十一月的夜风格外冷,刀子似的往脖子里灌,可他心里那团火却烧得正旺,浑身热腾腾的,像是刚喝了二两烧刀子。
白寡妇的儿子。
对呀!他怎么就没想到呢!
何大清当年跟白寡妇跑保定,就是为了去照顾那两个孩子,现在这老两口子回燕京了,那两个人肯定不愿意。
而且要是知道何大清现在在北京过得风生水起,还要当一大爷,能不眼红?能不想来分一杯羹?
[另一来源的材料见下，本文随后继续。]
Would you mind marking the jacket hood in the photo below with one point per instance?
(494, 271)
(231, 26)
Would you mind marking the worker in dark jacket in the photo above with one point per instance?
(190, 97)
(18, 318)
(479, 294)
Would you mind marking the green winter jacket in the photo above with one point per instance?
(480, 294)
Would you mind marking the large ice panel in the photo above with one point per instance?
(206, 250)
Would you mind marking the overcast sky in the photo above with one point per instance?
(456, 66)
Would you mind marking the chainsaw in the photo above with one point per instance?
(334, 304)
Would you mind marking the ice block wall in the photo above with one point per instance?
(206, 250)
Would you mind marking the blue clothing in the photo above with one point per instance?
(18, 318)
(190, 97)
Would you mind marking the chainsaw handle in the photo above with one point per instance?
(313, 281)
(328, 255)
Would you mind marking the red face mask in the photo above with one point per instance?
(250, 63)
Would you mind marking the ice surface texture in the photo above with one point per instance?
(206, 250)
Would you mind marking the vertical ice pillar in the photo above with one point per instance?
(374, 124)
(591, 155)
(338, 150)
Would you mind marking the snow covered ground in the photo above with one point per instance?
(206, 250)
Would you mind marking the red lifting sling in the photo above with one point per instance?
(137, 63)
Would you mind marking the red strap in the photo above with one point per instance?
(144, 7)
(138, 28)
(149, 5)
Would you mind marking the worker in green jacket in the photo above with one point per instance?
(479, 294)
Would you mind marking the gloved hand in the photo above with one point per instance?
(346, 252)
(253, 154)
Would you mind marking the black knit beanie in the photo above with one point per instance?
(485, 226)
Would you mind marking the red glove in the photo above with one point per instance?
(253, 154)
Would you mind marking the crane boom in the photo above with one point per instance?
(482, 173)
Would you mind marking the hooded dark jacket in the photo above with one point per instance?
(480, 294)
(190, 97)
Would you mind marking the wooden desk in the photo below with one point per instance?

只要他们一来闹,何大清这脸往哪儿搁?还竞选一大爷?做梦去吧!
许大茂越想越美,脚步都轻快起来,差点没在院子里蹦两下。
可走了几步,他又停住了。
等等,白寡妇的儿子在保定,他怎么联系?他连人家叫什么、住哪儿都不知道。
这事儿还得找易中海。
第二天一早,许大茂又溜进了易中海家。
易中海正在吃早饭,一碗稀粥,就着咸菜,吃得不紧不慢。看见许大茂进来,他眼皮都没抬,只是用筷子点了点对面的凳子。
“坐。”
许大茂坐下,也不绕弯子:“易大爷,您昨天说的那事儿,我想了一宿,觉得太对了!可有个问题——我不知道白寡妇的儿子在哪儿,怎么找?”
易中海放下筷子,端起粥碗喝了一口,慢悠悠地咽下去,才开口。
“大茂,你知道何大清这些年是怎么往这边寄钱的吗?”
许大茂愣了一下:“寄钱?寄什么钱?”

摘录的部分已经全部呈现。